If you haven't heard by now, CAR-T therapies are all the rage for biopharmaceutical companies. Novartis and the University of Pennsylvania are collaborating on CTL019 for childhood ALL, which is considered the most promising pipeline asset in the nascent field. The drug cleared all signs of cancer in 27 of 30 patients -- 15 of which received no further treatment -- in an early stage trial. It's still too early to establish safety and efficacy profiles for the drug, but it's not difficult to see why investors are excited about the potential (keyword is "potential").

What is CRISPR/Cas9?
The technology has been called the "biotech discovery of the century" for several reasons, but simplicity and ease of use may top the list. Where did it come from? When a bacterial cell survives an attack from a virus, it stores bits of the invader's genetic code (called CRISPRs) into its own genome, essentially remembering the virus. In the event of a future attack, the bacterial cell generates enzymes (called Cas9 in this instance) that cut the virus at the genetic sites that match those stored. Together, the bacterial defense mechanism is called CRISPR/Cas9.

Researchers have developed ways to use the system on most any type of cell (except microalgae), but the goal isn't to cut viral DNA. Instead, CRISPR/Cas9 has been used on mammalian cells, including human cells in a petri dish, to cut out disease-causing genes and, in some cases, simultaneously insert working copies of corrupted genes. It's expected to boast key advantages over RNAi and zinc finger therapeutics, but it's also very early (key phrase is "very early").

Why might this matter?
While the genome editing tool is already being used to produce genetically engineered agricultural crops and industrial microbes, Novartis will be the first company or research team to use the technology for human therapeutics. The company plans to combine CRISPR/Cas9 with CAR-T therapies to engineer a patient's T cells more efficiently than current methods relying on decades-old genetic engineering tools. Why do that?

There are several drawbacks to current genetic engineering methods used in developmental CAR-T therapies. It can be difficult to ensure that engineered T cells retain their genetic edits after several generations, which could lead to less effective or less safe CAR-T therapies. It also increases manufacturing time and costs.

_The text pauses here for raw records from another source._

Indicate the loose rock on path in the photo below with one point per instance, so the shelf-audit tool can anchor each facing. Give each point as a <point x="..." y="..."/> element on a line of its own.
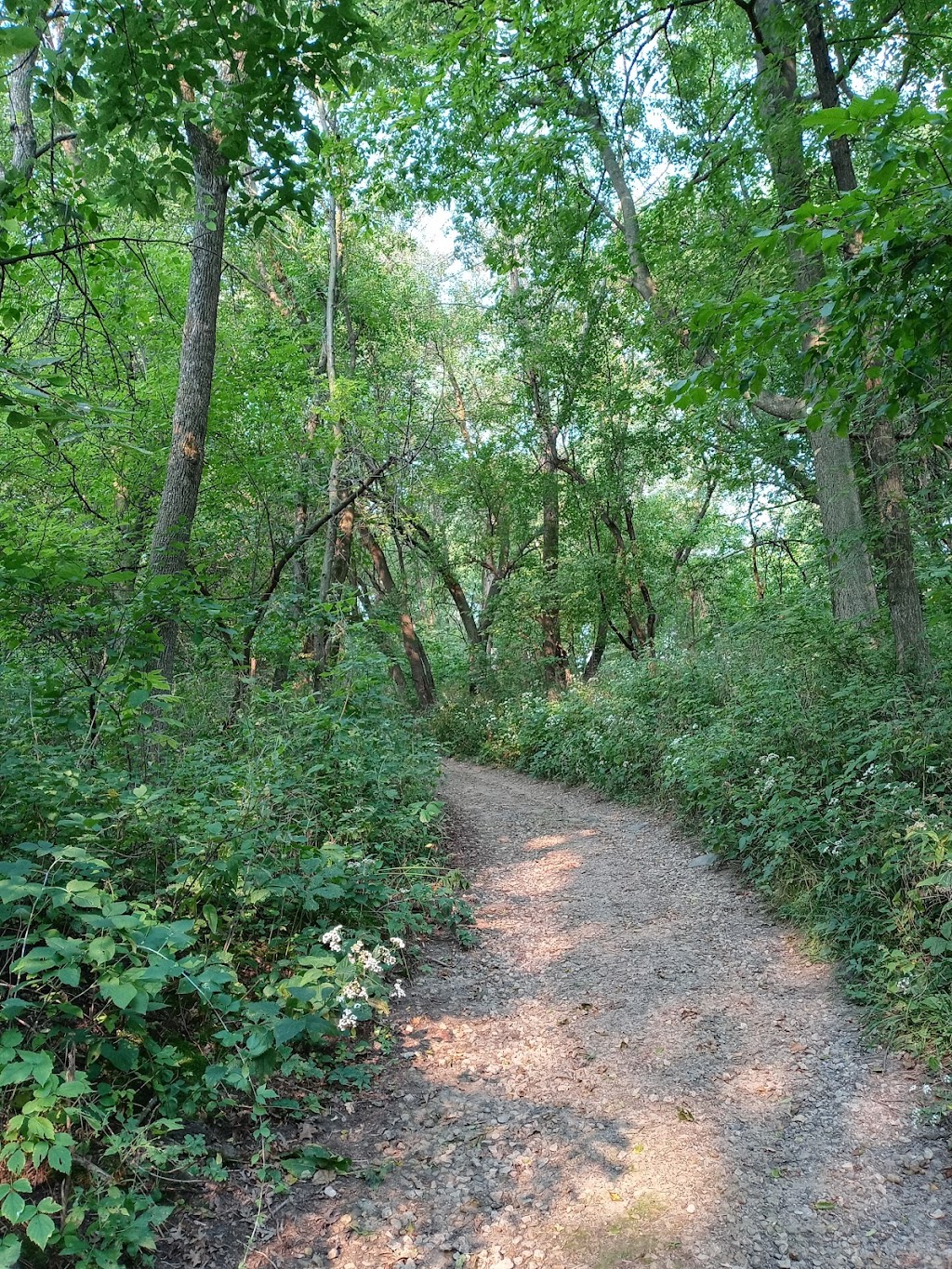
<point x="638" y="1066"/>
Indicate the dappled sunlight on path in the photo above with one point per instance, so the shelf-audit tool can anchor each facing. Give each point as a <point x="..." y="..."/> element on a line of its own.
<point x="638" y="1066"/>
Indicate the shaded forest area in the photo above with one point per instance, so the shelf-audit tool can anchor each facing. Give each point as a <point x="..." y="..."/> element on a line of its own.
<point x="565" y="386"/>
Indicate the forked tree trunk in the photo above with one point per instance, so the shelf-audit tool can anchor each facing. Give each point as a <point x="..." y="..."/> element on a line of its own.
<point x="190" y="423"/>
<point x="553" y="660"/>
<point x="23" y="132"/>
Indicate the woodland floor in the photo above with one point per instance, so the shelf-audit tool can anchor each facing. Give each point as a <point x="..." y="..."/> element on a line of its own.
<point x="636" y="1066"/>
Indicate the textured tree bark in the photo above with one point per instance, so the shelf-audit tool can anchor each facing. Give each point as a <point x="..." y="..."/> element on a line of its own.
<point x="190" y="423"/>
<point x="553" y="659"/>
<point x="913" y="656"/>
<point x="598" y="650"/>
<point x="324" y="581"/>
<point x="852" y="587"/>
<point x="416" y="657"/>
<point x="23" y="132"/>
<point x="903" y="593"/>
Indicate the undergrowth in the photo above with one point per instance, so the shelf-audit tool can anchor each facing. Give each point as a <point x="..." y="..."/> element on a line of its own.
<point x="205" y="945"/>
<point x="789" y="747"/>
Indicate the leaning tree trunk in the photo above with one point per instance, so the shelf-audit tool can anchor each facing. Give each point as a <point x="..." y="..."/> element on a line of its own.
<point x="416" y="653"/>
<point x="322" y="633"/>
<point x="23" y="132"/>
<point x="852" y="585"/>
<point x="903" y="593"/>
<point x="553" y="660"/>
<point x="190" y="421"/>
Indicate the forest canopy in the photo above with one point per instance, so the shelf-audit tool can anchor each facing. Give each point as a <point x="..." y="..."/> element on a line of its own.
<point x="566" y="386"/>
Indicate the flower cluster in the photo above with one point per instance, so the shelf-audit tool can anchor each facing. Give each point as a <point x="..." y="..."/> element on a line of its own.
<point x="354" y="995"/>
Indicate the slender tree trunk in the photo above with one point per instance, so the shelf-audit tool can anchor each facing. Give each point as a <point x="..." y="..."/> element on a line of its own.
<point x="903" y="593"/>
<point x="420" y="670"/>
<point x="852" y="587"/>
<point x="23" y="132"/>
<point x="553" y="660"/>
<point x="324" y="583"/>
<point x="190" y="423"/>
<point x="913" y="656"/>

Novartis will use CRIPSR/Cas9 tools to engineer T cells in a more targeted manner (by inserting several copies of edits throughout the genome), which would make it less likely for the edits to be lost in later generations, thus potentially providing more effective CAR-T therapies for a broader population of patients. But it could get more exciting for investors. The deal includes using CRISPR/Cas9 on hematopoetic stem cells, or HSCs, which are the stem cells responsible for creating T cells in the human body. While both companies were mum on the details, the possibilities are perplexing.

For instance, instead of collecting T cells from a patient's blood, Novartis could engineer off-the-shelf HSCs to produce engineered T cells for injection. The genome editing tool could also be used to engineer HSCs present in a patient's body, or in vivo, to churn out a steady stream of cancer-fighting T cells, although this would be more difficult than drawing blood. The possibilities are exciting, but investors will have to wait for the companies to provide an update on their plans.

What does it mean for investors?
You have to be pretty ambitious to combine two of the hottest tools in biotech, especially if both are unproven in human therapeutics. The potential to use CRISPR/Cas9 to engineer HSCs, whether off-the-shelf or in vivo, is even more audacious and has the potential to take CAR-T to the next level. That could make such therapies more effective, which could also make them more accessible to an even broader population of patients. Yet, as exciting as both may be, it's important to remember that CAR-T therapies are in the early days of clinical development, while CRISPR/Cas9 tools are even less proven in the clinic. It's OK to get excited and keep your eye on developments, but don't get your expectations too high.